You will read many an article or hear advice that you should buy the best materials you can afford when it comes to watercolour painting. To some extent, I agree.

However, when you are just starting to learn a skill such as watercolour painting, sometimes having more expensive materials can actually hinder your progress.

If you are anything like me, expensive things intimidate me! That probably sounds a bit weird. Hear me out.

If I have a very expensive sketchbook or paper (like the Arches watercolour block I just bought to do commissions on) you are scared of “wasting” it and you tighten up. The same if you have very expensive professional watercolours – you will be afraid to use them. 

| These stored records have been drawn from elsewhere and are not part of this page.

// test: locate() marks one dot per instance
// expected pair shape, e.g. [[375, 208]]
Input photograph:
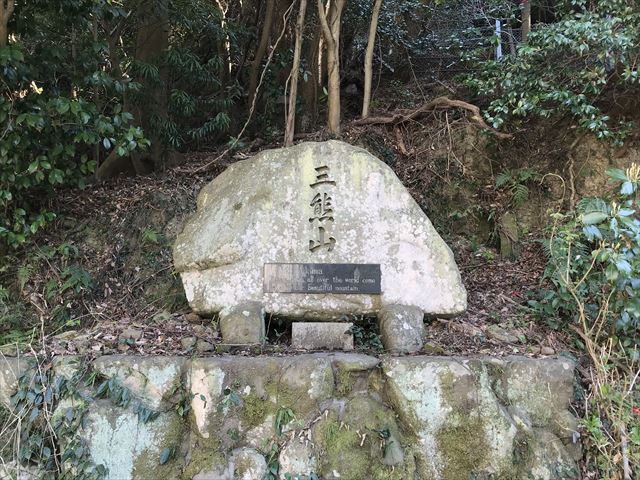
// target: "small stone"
[[10, 350], [188, 343], [204, 346], [321, 336], [243, 324], [202, 330], [431, 348], [130, 334], [248, 464], [393, 454], [501, 334], [401, 328], [66, 336], [161, 318], [355, 362], [193, 318]]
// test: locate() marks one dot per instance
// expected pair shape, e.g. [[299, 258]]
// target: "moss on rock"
[[254, 410]]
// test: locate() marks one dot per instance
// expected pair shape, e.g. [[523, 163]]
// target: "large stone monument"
[[315, 231]]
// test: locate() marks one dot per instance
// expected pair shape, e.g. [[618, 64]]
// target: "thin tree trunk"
[[152, 39], [526, 20], [5, 14], [331, 23], [368, 58], [293, 93], [310, 87], [262, 48]]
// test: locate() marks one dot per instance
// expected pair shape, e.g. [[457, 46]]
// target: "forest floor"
[[101, 281]]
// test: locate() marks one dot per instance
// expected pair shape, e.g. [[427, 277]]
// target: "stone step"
[[322, 336]]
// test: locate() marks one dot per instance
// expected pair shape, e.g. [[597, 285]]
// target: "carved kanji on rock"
[[322, 208]]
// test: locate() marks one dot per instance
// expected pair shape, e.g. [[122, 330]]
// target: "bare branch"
[[439, 103]]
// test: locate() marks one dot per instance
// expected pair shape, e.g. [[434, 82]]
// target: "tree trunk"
[[5, 14], [152, 40], [526, 20], [368, 58], [262, 48], [309, 117], [295, 71], [331, 23]]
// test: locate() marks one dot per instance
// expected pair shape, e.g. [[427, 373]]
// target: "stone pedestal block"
[[243, 324], [322, 336], [401, 328]]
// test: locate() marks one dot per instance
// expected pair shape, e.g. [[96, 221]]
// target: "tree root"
[[439, 103]]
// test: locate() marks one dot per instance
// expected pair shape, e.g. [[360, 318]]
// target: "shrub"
[[594, 263], [48, 139], [569, 67]]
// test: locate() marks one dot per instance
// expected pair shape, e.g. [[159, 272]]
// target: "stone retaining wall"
[[329, 416]]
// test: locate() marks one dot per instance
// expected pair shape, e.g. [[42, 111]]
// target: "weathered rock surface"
[[258, 211], [321, 336], [401, 328], [336, 416]]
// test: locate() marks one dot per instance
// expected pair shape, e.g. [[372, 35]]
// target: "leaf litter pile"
[[101, 281]]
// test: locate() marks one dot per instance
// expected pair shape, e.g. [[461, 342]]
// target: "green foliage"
[[516, 182], [60, 110], [283, 416], [39, 393], [48, 138], [366, 335], [229, 400], [569, 67], [594, 264]]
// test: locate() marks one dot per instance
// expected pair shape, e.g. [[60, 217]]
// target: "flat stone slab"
[[322, 336], [324, 203]]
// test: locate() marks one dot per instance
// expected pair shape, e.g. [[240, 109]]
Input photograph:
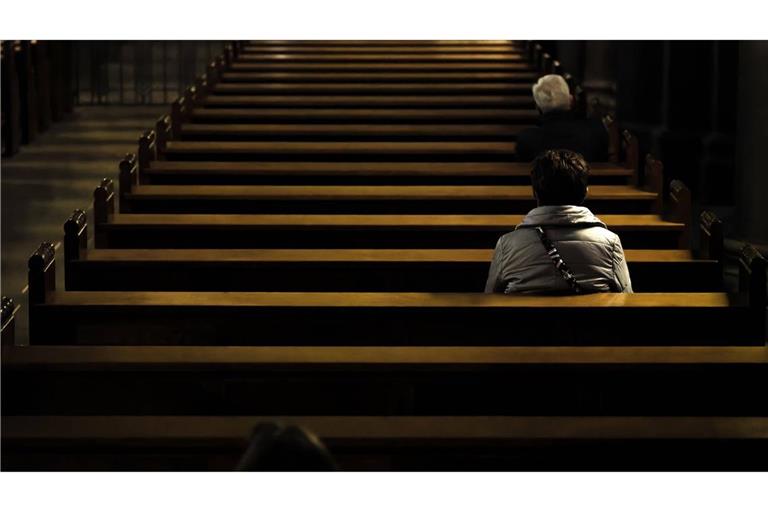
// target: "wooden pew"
[[367, 115], [691, 381], [355, 198], [390, 270], [250, 46], [8, 321], [363, 231], [365, 199], [372, 88], [351, 132], [253, 58], [359, 101], [379, 76], [504, 49], [338, 173], [279, 318], [324, 68], [11, 107], [395, 442]]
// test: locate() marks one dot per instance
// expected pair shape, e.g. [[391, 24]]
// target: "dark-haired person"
[[587, 257], [558, 127]]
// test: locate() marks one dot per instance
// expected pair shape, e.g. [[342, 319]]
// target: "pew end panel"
[[129, 177], [752, 287], [75, 245], [8, 321], [680, 209], [629, 153], [653, 181], [711, 241], [103, 209]]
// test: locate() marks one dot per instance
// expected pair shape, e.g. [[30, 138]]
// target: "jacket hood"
[[566, 215]]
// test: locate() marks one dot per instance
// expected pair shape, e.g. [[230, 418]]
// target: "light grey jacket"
[[592, 252]]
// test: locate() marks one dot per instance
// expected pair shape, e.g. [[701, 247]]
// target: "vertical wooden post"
[[630, 151], [752, 283], [128, 178], [681, 209], [75, 244], [654, 181], [8, 322], [42, 273], [712, 247], [147, 150], [103, 208]]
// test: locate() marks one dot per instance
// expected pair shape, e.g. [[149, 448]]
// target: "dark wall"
[[681, 98]]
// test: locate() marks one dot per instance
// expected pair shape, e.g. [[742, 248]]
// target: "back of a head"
[[559, 177], [274, 447], [551, 93]]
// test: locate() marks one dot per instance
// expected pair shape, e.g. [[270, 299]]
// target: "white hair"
[[551, 93]]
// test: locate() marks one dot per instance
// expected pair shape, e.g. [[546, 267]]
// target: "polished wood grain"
[[361, 300], [378, 192], [492, 222], [347, 148], [522, 169], [366, 114], [382, 56], [372, 88], [435, 67], [379, 76], [346, 255], [293, 49], [359, 101], [75, 357], [353, 131]]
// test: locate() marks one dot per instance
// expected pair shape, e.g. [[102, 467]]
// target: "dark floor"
[[54, 175]]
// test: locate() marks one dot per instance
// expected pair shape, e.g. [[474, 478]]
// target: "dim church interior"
[[303, 237]]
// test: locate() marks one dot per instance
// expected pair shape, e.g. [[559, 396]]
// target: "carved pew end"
[[75, 244], [8, 321], [103, 208]]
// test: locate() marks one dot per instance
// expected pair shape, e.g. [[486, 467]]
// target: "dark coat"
[[562, 130]]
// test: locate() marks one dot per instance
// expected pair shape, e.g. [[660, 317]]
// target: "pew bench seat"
[[390, 270], [349, 231], [358, 101], [365, 199], [288, 318], [350, 132], [292, 150], [364, 115], [372, 88], [394, 442], [379, 76], [221, 172], [342, 68]]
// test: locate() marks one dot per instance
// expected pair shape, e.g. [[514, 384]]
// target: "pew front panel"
[[395, 443], [697, 381]]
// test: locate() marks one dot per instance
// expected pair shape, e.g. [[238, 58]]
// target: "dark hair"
[[275, 447], [559, 176]]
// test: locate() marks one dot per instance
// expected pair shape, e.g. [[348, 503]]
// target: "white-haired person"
[[558, 127]]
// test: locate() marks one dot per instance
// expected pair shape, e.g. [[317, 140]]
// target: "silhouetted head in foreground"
[[559, 177], [274, 447]]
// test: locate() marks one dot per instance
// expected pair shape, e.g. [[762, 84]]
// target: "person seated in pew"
[[276, 447], [560, 247], [558, 127]]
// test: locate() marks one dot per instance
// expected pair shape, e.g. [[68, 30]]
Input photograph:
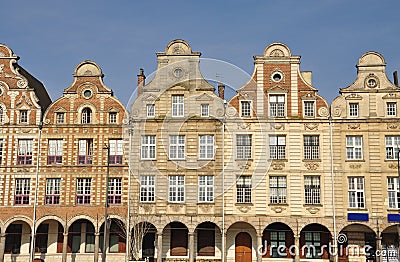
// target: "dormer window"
[[353, 109], [86, 115], [23, 116]]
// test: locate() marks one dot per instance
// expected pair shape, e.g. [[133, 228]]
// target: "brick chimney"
[[221, 91], [141, 81]]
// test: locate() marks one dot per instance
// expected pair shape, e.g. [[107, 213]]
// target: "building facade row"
[[273, 174]]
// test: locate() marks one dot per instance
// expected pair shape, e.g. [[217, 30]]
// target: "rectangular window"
[[23, 116], [243, 189], [150, 110], [356, 192], [353, 109], [52, 191], [391, 108], [206, 147], [54, 154], [277, 147], [392, 147], [278, 239], [312, 190], [60, 118], [309, 109], [354, 147], [112, 118], [22, 191], [206, 188], [1, 151], [177, 147], [243, 146], [176, 189], [116, 151], [83, 191], [147, 188], [311, 147], [313, 244], [277, 105], [148, 147], [277, 189], [114, 191], [393, 192], [245, 107], [85, 156], [25, 147], [177, 105], [204, 110]]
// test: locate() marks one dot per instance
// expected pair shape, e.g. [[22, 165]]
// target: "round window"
[[371, 82], [87, 93], [277, 76], [178, 72]]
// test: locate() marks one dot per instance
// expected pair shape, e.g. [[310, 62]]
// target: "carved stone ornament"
[[323, 111], [392, 126], [277, 126], [355, 166], [311, 165], [337, 111], [353, 126], [278, 165], [311, 126], [278, 209], [313, 210], [244, 209]]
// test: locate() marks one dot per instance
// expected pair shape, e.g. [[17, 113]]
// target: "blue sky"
[[52, 37]]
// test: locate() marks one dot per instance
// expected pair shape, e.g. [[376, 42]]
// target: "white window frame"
[[206, 189], [243, 189], [393, 192], [206, 147], [204, 110], [311, 147], [392, 144], [178, 105], [177, 147], [176, 189], [244, 146], [147, 188], [354, 148], [392, 110], [277, 147], [150, 110], [356, 192], [277, 107], [245, 111], [309, 112], [148, 148], [312, 190], [277, 189], [354, 109]]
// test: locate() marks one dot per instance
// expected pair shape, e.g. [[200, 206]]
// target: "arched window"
[[86, 116]]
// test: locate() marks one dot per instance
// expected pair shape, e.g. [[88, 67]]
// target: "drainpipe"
[[333, 188]]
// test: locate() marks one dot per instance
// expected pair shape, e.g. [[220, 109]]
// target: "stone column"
[[96, 246], [297, 244], [379, 247], [2, 246], [259, 247], [65, 244], [191, 246], [159, 246]]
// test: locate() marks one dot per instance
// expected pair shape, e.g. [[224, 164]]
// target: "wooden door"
[[243, 247]]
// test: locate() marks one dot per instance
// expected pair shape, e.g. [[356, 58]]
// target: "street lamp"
[[104, 254]]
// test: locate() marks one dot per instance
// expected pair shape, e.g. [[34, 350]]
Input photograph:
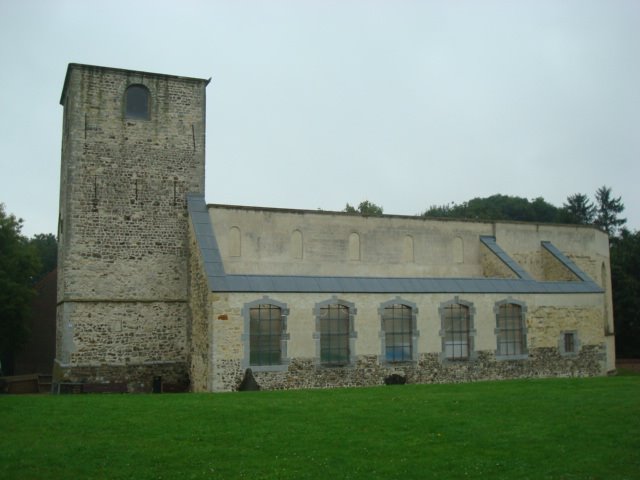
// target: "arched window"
[[510, 330], [457, 330], [137, 102], [265, 337], [399, 332], [335, 335]]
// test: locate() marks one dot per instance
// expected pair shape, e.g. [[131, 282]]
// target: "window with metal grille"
[[334, 334], [265, 335], [457, 327], [397, 323], [510, 330], [137, 102], [569, 342]]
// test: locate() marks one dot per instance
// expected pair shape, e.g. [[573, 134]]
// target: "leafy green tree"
[[579, 209], [607, 211], [499, 207], [19, 264], [366, 208], [625, 279]]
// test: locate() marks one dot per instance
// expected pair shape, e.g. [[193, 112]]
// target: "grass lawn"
[[525, 429]]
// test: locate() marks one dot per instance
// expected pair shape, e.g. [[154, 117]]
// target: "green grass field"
[[526, 429]]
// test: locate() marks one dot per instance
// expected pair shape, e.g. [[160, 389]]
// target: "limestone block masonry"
[[123, 310]]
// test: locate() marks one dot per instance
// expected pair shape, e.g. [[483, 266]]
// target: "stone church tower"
[[133, 146]]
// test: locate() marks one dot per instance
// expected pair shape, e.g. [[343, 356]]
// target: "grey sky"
[[314, 104]]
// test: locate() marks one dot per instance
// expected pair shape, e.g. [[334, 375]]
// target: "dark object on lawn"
[[395, 379], [248, 383]]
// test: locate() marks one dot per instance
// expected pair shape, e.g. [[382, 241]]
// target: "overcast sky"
[[314, 104]]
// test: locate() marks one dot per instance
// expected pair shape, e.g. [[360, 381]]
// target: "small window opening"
[[137, 102], [569, 343]]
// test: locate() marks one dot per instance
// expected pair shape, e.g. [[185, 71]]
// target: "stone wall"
[[198, 332], [122, 290], [546, 316], [368, 371]]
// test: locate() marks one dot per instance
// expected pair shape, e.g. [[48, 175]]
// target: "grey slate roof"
[[219, 281]]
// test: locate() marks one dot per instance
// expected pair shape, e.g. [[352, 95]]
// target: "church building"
[[158, 289]]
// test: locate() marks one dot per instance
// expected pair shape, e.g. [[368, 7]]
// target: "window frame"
[[562, 345], [471, 331], [351, 334], [135, 115], [284, 336], [501, 332], [412, 332]]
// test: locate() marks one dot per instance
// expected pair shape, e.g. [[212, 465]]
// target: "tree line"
[[25, 261]]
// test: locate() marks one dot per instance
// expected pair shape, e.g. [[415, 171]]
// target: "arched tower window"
[[137, 102]]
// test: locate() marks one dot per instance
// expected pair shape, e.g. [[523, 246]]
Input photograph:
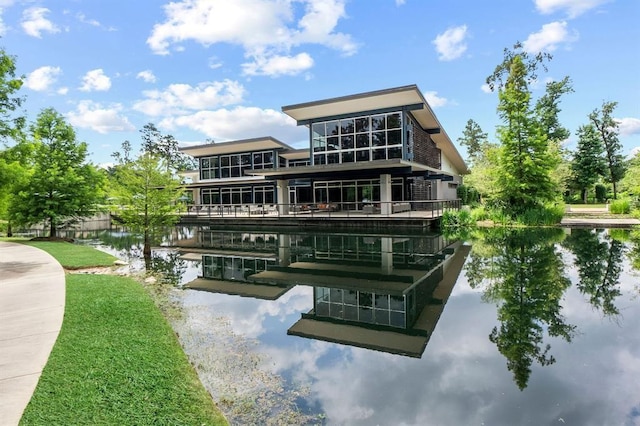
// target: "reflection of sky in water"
[[461, 377]]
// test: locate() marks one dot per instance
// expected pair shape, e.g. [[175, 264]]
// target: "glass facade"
[[234, 165], [367, 138], [230, 195], [351, 193]]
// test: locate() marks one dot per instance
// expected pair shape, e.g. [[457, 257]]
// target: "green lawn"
[[116, 361], [74, 256]]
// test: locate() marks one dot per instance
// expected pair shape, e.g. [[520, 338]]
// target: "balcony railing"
[[395, 209]]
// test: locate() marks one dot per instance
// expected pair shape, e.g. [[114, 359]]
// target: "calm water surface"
[[509, 327]]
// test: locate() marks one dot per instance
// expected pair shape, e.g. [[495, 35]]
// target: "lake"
[[525, 326]]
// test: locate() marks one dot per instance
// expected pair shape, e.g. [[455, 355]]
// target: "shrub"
[[620, 206], [601, 193], [468, 194]]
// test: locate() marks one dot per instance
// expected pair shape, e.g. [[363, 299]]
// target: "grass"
[[74, 256], [117, 360], [70, 256]]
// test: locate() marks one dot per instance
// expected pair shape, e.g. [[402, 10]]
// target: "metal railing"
[[394, 209]]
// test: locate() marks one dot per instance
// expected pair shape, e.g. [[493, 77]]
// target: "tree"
[[548, 108], [147, 196], [474, 139], [631, 181], [165, 147], [11, 128], [525, 162], [607, 129], [61, 187], [15, 165], [587, 164], [10, 125]]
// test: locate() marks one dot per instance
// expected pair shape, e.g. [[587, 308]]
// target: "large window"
[[235, 195], [234, 165], [375, 137]]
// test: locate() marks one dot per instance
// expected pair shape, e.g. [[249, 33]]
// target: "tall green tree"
[[10, 123], [525, 162], [147, 197], [587, 164], [15, 165], [607, 129], [12, 166], [474, 139], [165, 147], [631, 181], [62, 186]]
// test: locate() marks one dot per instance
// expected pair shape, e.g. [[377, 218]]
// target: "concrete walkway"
[[32, 295]]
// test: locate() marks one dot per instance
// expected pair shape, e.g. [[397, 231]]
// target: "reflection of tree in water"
[[521, 271], [598, 258], [167, 265], [634, 250]]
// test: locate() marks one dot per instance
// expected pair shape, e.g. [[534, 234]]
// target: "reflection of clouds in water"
[[246, 315], [461, 378]]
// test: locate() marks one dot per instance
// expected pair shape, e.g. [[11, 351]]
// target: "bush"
[[544, 215], [620, 206], [468, 194], [601, 193]]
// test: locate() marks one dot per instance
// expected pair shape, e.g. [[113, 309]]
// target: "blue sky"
[[223, 69]]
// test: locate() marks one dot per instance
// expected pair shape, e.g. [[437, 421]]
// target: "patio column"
[[282, 197], [284, 249], [386, 249], [385, 194]]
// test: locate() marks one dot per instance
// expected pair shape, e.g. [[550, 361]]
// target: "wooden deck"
[[270, 216]]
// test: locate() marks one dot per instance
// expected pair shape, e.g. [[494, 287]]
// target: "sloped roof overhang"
[[395, 167], [233, 147], [409, 98]]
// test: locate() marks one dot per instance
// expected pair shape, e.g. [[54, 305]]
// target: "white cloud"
[[92, 115], [178, 98], [265, 29], [573, 8], [83, 18], [42, 78], [214, 63], [450, 44], [95, 80], [237, 123], [434, 100], [147, 76], [549, 37], [628, 126], [278, 65], [34, 22]]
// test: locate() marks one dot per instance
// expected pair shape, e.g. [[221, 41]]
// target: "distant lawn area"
[[587, 206], [116, 361], [74, 256]]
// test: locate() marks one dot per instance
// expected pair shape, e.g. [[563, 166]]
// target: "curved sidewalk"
[[32, 295]]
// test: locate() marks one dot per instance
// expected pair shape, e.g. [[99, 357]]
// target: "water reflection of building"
[[373, 291], [230, 258]]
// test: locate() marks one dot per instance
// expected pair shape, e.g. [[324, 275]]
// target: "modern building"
[[383, 151]]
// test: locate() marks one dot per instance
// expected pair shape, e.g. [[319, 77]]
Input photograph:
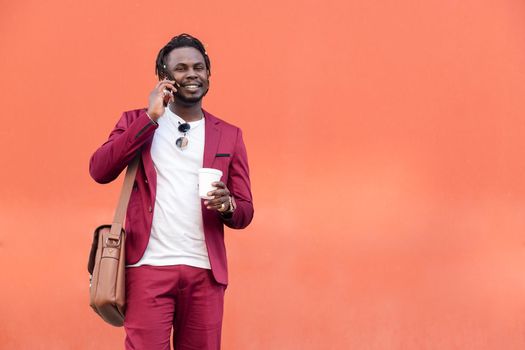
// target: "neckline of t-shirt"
[[179, 120]]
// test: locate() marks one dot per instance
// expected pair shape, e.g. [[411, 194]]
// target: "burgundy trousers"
[[183, 298]]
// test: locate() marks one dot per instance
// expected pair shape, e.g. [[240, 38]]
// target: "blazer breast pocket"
[[222, 162]]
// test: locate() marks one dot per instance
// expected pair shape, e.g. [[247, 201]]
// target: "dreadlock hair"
[[181, 40]]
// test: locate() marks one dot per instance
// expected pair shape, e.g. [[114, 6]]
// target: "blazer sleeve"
[[239, 185], [132, 130]]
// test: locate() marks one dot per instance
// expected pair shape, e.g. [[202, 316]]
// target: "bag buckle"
[[115, 242]]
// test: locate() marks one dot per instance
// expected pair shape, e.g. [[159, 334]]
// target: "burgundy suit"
[[223, 149]]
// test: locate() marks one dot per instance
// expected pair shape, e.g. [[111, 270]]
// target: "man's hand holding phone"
[[159, 98]]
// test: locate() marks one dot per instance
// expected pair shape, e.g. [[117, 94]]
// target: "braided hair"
[[181, 40]]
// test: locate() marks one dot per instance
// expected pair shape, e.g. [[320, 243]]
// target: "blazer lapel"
[[212, 137]]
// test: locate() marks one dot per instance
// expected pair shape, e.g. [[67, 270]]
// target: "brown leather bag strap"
[[125, 194]]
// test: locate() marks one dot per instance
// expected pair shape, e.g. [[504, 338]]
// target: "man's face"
[[188, 68]]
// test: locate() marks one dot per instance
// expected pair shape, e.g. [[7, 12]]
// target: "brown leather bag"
[[107, 263]]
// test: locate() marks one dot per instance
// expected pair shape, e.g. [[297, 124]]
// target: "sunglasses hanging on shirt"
[[182, 142]]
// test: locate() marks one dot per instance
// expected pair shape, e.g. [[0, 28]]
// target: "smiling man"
[[176, 271]]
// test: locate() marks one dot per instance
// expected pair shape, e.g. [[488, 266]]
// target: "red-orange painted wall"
[[386, 142]]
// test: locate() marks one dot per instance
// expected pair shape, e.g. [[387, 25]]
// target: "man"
[[176, 260]]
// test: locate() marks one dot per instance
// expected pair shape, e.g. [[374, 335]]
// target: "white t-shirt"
[[177, 234]]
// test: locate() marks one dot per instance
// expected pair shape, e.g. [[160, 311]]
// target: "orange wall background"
[[386, 143]]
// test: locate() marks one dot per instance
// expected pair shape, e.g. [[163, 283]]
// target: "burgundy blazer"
[[223, 149]]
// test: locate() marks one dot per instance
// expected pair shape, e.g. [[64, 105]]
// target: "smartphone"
[[166, 74]]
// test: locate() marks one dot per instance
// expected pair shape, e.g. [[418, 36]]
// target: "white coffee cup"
[[206, 177]]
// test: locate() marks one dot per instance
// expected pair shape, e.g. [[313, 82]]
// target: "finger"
[[168, 84], [219, 193], [218, 184]]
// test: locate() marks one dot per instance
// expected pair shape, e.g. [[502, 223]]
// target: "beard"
[[192, 99]]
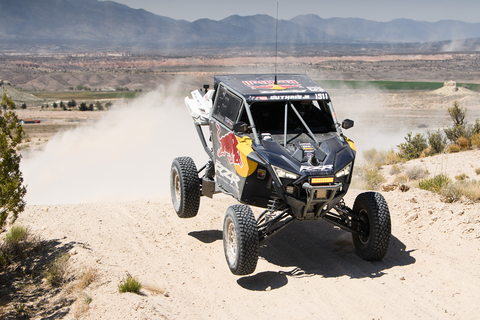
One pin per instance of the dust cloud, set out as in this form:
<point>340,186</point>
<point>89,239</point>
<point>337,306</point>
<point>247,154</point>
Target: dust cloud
<point>375,126</point>
<point>124,156</point>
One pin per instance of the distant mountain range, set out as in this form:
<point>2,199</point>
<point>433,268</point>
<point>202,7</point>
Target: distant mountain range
<point>108,22</point>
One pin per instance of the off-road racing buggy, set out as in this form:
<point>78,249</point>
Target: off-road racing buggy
<point>275,143</point>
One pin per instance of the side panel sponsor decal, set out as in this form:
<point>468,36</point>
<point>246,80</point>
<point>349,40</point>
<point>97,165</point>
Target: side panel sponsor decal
<point>228,148</point>
<point>231,177</point>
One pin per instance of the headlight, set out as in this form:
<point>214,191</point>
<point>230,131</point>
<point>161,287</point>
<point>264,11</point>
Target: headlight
<point>345,171</point>
<point>281,173</point>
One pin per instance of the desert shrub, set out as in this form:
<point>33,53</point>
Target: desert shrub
<point>392,158</point>
<point>15,235</point>
<point>56,272</point>
<point>395,169</point>
<point>470,189</point>
<point>453,148</point>
<point>403,178</point>
<point>11,181</point>
<point>475,139</point>
<point>475,128</point>
<point>412,147</point>
<point>378,158</point>
<point>17,243</point>
<point>426,152</point>
<point>88,276</point>
<point>130,284</point>
<point>450,193</point>
<point>461,177</point>
<point>457,113</point>
<point>416,173</point>
<point>464,143</point>
<point>434,184</point>
<point>455,132</point>
<point>437,141</point>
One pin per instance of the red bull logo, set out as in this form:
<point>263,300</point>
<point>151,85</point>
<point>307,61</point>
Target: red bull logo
<point>228,147</point>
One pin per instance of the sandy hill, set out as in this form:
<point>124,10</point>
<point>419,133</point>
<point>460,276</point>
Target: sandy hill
<point>307,271</point>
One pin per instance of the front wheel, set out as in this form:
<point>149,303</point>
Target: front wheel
<point>185,187</point>
<point>373,225</point>
<point>240,239</point>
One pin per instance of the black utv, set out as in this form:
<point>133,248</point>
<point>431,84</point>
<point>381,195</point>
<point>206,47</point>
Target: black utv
<point>275,143</point>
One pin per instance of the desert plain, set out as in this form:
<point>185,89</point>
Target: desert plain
<point>98,188</point>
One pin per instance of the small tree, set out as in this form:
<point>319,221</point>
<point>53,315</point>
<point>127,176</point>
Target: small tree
<point>71,104</point>
<point>12,189</point>
<point>413,147</point>
<point>437,141</point>
<point>457,113</point>
<point>459,128</point>
<point>99,106</point>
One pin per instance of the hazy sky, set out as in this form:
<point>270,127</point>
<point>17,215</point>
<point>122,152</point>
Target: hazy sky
<point>376,10</point>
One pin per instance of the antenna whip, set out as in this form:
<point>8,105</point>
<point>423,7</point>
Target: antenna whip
<point>276,47</point>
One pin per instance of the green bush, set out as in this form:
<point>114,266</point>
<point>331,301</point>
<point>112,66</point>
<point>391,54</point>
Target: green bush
<point>413,147</point>
<point>416,173</point>
<point>15,235</point>
<point>453,148</point>
<point>434,184</point>
<point>130,284</point>
<point>450,193</point>
<point>437,141</point>
<point>12,189</point>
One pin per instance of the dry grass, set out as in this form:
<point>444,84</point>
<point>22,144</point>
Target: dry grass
<point>464,143</point>
<point>395,169</point>
<point>403,178</point>
<point>416,173</point>
<point>453,148</point>
<point>87,277</point>
<point>435,184</point>
<point>469,189</point>
<point>130,284</point>
<point>157,290</point>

It seems, at least in my experience, that the expense of something effects the ability to play, experiment and be brave.  And these things are exactly what you need to do and be when you are painting in watercolours.  

I think as you progress and get a little more confident in your abilities, that’s the point to upgrade your materials. Not all art materials in the same price bracket are made equal, however. You may have got this impression already if you’ve read my posts on which watercolour sketchbooks or watercolour paint sets I recommend.

For day to day watercolour urban sketching, you need:

  • watercolour paper in a pad or book format which you can chuck in your bag, carry everywhere with you, that you are not concerned about using or getting a bit dog-eared and that can handle both drawing and watercolours without turning into a soggy mess
  • 12 pans (slightly more or less is fine, 36 is overkill) of colour in a small plastic or metal box with room to mix colours in the lid
  • round brushes (try size #2, #6 and #10), a flat brush (not essential but great for painting straight edges, a dagger brush (not essential but so versatile)! Synthetic, natural hair or a blend is fine…do not overthink this, just get brushes you can afford but not super cheap craft-type brushes that may be labelled as watercolour brushes and have 10 in a packet. These are not good. Get the real deal.

Essential Tips to Improve Your Watercolour Painting

Sketch Lightly

If you are doing a watercolour-only painting, sketch very lightly. Heavy pencil lines and heavy erasing will ruin the paper surface, so when you go to paint over the top, the paper will either reject the paint, or the surface will be much thinner and your paper will wrinkle more than in other places. Obviously as urban sketchers we are not looking to create a perfect finished piece but its a good habit to get into. And you definitely don’t want to damage your paper surface.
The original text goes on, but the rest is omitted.